Amazing NLOS 481THz reception tonight!

This morning I realised that I was 2.5 degrees out in my aim last night with my optical beacon, so this evening I repeated the over-the-horizon optical test, moving instead to a new location fully in the beam at a distance of 4.8km. The difference was astounding! Last night I was struggling to copy the signal even with a long carrier. Tonight it would probably have been audible in 10wpm CW!
Excellent NLOS 481THz copy this evening
I ran QRSS3 tonight and was rewarded with signals 20dB over the noise in 0.34Hz bandwidth when beaming just above the horizon. At higher elevations the signal was weaker. With this strength I am very confident that with QRSS3 the signal should be copyable non line-of-sight (NLOS) out to at least 10km by forward scatter and possibly much further, even with my 1W LED running at 250mA in 100mm optics.  This was an excellent result and I am now confident the RX is working very well indeed.  Cloudbounce is another mode I have yet to properly exploit. The reception tonight was as a result of clear air scattering presumably from water droplets or dust particles.

This time I made recordings which are linked from my website. These can be played back through Spectran or Spectrum Lab software and further analysed. See https://sites.google.com/site/g3xbmqrp3/vuhf/optical/481thz-nlos .

Rapidly I am learning the absolute importance of accurate aim: 2.5 degrees out last night probably reduced the signal level by around 20dB. For serious tests over longer ranges a means of very accurately aligning the TX and RX is essential. Unlike with line-of-sight where the red dot can be seen by eye usually, NLOS requires careful alignment from map features.

5 comments:

Virgil said...

Very interesting!

Anonymous said...

Yes, very interesting. I will try similar experiments when my aiming system is more reliable. Keep up the good work. Dave G4FEV.

Todd Dugdale said...

Why such a narrow bandwidth (0.34Hz)?

Roger G3XBM said...

Todd, 0.34Hz is the optimum bandwidth for QRSS3 giving best S/N ratio. Any wider and the signal will start to be buried in noise. Any narrower and the signal will slur and be less readable. If you go to my main website and play the recording back through Spectran you can try adjusting the bandwidth to see the effect first hand.

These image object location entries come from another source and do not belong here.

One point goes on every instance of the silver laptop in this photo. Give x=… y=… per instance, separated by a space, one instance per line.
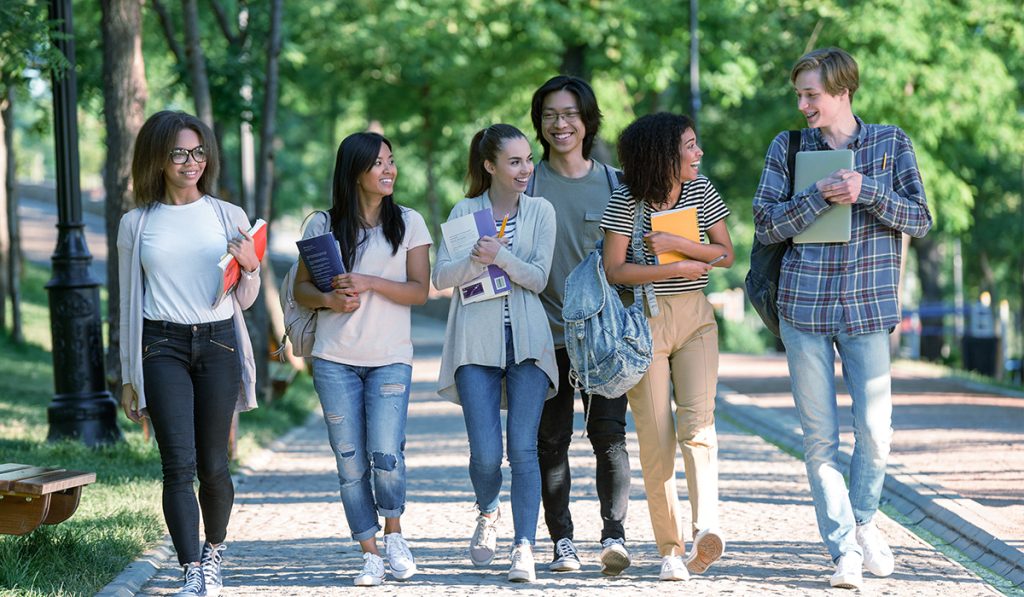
x=834 y=223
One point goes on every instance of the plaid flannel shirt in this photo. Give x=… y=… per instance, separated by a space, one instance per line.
x=832 y=288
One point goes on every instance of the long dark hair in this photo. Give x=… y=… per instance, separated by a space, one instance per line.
x=485 y=145
x=590 y=114
x=153 y=148
x=648 y=151
x=355 y=156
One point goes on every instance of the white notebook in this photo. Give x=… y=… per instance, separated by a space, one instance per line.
x=834 y=223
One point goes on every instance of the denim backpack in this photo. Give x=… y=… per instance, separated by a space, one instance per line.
x=766 y=260
x=608 y=345
x=300 y=323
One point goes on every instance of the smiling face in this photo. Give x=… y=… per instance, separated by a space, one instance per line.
x=689 y=156
x=379 y=180
x=561 y=124
x=511 y=169
x=819 y=108
x=185 y=176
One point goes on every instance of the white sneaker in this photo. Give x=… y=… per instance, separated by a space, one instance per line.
x=847 y=574
x=373 y=571
x=523 y=569
x=708 y=546
x=614 y=557
x=673 y=568
x=210 y=561
x=398 y=557
x=195 y=582
x=566 y=556
x=878 y=557
x=484 y=540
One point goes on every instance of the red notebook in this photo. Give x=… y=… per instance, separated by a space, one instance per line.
x=229 y=265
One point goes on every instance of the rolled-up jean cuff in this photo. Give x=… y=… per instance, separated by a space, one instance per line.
x=367 y=534
x=391 y=513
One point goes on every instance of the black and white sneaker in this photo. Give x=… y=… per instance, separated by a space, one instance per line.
x=195 y=585
x=211 y=568
x=566 y=558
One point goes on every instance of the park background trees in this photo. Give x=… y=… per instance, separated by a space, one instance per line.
x=428 y=74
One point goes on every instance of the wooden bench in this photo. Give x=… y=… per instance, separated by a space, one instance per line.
x=32 y=496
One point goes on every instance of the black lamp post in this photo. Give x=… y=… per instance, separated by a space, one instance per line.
x=82 y=409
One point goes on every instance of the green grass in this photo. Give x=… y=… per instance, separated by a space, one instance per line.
x=120 y=515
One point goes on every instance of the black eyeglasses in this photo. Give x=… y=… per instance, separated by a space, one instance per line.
x=180 y=155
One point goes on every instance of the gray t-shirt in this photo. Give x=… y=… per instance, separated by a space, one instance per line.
x=579 y=205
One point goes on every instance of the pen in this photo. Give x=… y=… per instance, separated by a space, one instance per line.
x=505 y=220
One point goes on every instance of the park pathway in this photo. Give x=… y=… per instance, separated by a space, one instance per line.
x=288 y=535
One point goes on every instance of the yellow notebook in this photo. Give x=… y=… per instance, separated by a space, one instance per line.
x=681 y=222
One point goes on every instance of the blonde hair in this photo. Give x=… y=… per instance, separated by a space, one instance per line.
x=839 y=70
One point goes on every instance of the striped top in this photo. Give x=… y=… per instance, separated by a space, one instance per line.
x=698 y=193
x=851 y=288
x=510 y=236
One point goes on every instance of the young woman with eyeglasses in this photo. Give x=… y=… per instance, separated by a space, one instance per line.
x=186 y=363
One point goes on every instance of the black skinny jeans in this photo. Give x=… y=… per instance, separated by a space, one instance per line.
x=606 y=429
x=193 y=376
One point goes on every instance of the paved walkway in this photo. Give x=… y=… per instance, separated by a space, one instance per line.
x=288 y=534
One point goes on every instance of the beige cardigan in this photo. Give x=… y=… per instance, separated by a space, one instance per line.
x=475 y=333
x=130 y=275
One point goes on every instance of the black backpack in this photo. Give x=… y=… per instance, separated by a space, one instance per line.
x=766 y=260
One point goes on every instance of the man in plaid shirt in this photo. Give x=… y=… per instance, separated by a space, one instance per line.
x=843 y=296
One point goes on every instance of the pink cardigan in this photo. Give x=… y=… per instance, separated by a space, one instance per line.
x=130 y=274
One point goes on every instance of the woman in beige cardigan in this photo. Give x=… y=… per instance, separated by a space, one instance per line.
x=185 y=359
x=499 y=352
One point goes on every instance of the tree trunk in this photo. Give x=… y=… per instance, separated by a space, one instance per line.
x=197 y=64
x=125 y=93
x=5 y=200
x=12 y=272
x=264 y=186
x=929 y=271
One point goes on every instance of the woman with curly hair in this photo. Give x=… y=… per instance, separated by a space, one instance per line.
x=660 y=162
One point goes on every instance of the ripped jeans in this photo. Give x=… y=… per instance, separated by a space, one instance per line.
x=366 y=410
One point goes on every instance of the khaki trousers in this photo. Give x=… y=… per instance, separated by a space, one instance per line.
x=685 y=359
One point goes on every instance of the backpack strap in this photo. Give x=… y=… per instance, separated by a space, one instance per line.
x=638 y=257
x=613 y=175
x=791 y=158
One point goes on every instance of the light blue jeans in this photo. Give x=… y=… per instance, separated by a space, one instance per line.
x=366 y=409
x=865 y=370
x=480 y=393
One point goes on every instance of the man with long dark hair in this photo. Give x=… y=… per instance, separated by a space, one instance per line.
x=566 y=119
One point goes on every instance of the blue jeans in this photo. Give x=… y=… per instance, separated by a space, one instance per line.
x=366 y=409
x=865 y=370
x=480 y=393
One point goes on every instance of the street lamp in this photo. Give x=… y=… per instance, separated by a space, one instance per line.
x=82 y=409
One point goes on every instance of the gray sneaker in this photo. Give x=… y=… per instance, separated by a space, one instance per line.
x=211 y=568
x=398 y=556
x=484 y=540
x=195 y=585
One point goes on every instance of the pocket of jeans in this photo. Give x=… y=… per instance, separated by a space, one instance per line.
x=222 y=345
x=147 y=350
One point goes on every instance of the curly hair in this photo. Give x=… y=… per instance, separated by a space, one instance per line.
x=649 y=153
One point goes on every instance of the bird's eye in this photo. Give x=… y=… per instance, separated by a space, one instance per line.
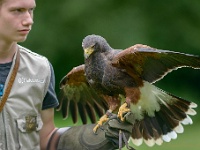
x=93 y=46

Hope to try at around 10-15km next week.

73s Roger G3XBM

Graham said...

Indeed, very interesting work.

Being out by 2.5 degrees at a range of 4.6 Km is about 44 meters one side of center line or your light beam. (based on 6400 mils per 360 degrees and your range being 4600 meters - one mil is the angle subtended by 1 meter at a distance of 1000 meters) and the decrease in power of your light source decreasing at the rate of distance squared. If you know the beam width of your light source and optics you could do some simple math and estimate reasonably well where you were with respect to the center line of your light source the first night.

In any respect, being 2.5 degrees off at 4.6Km may not seem like much but it really is and you where in fact quite successful in your earlier test.

This has me thinking that perhaps I should try something similar. Spice of life and all that.